- Nafech Location within Iran
- Coordinates: 32°25′23″N 50°47′16″E﻿ / ﻿32.42306°N 50.78778°E
- Country: Iran
- Province: Chaharmahal and Bakhtiari
- County: Shahrekord
- District: Central
- Established as a city: 2000

Population (2016)
- • Total: 4,059
- Time zone: UTC+3:30 (IRST)

= Nafech =

City in Chaharmahal and Bakhtiari province, Iran

Nafech (نافچ) (Note: Also romanized as Nāfch and Nāfech; also known as Nafeh and Nafej) is a city in the Central District of Shahrekord County, Chaharmahal and Bakhtiari province, Iran, serving as the administrative center for Howmeh Rural District.
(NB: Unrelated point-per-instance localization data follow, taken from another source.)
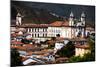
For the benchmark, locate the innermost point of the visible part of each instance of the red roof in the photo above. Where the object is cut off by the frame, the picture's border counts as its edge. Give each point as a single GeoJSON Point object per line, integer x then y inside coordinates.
{"type": "Point", "coordinates": [59, 23]}
{"type": "Point", "coordinates": [16, 42]}
{"type": "Point", "coordinates": [82, 46]}
{"type": "Point", "coordinates": [34, 25]}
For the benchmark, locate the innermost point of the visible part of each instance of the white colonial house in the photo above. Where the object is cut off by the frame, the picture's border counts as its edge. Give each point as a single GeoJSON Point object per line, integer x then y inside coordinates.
{"type": "Point", "coordinates": [66, 29]}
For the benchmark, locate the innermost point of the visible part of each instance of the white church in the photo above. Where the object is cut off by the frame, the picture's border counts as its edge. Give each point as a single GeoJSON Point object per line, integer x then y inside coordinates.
{"type": "Point", "coordinates": [67, 29]}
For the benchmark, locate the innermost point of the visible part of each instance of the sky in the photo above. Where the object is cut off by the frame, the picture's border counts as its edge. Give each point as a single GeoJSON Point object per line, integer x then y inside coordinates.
{"type": "Point", "coordinates": [62, 9]}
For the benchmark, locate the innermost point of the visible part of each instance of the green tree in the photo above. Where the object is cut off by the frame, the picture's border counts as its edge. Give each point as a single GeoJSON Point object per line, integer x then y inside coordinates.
{"type": "Point", "coordinates": [88, 56]}
{"type": "Point", "coordinates": [15, 58]}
The previous capital of the rural district was the village of Chaleshtar, now a neighborhood in the city of Shahrekord. The village of Nafech was converted to a city in 2000.

==Demographics==
===Ethnicity===
Nafech is populated by Persians.

===Population===
At the time of the 2006 National Census, the city's population was 3,814 in 903 households. The following census in 2011 counted 3,975 people in 1,089 households. The 2016 census measured the population of the city as 4,059 people in 1,168 households.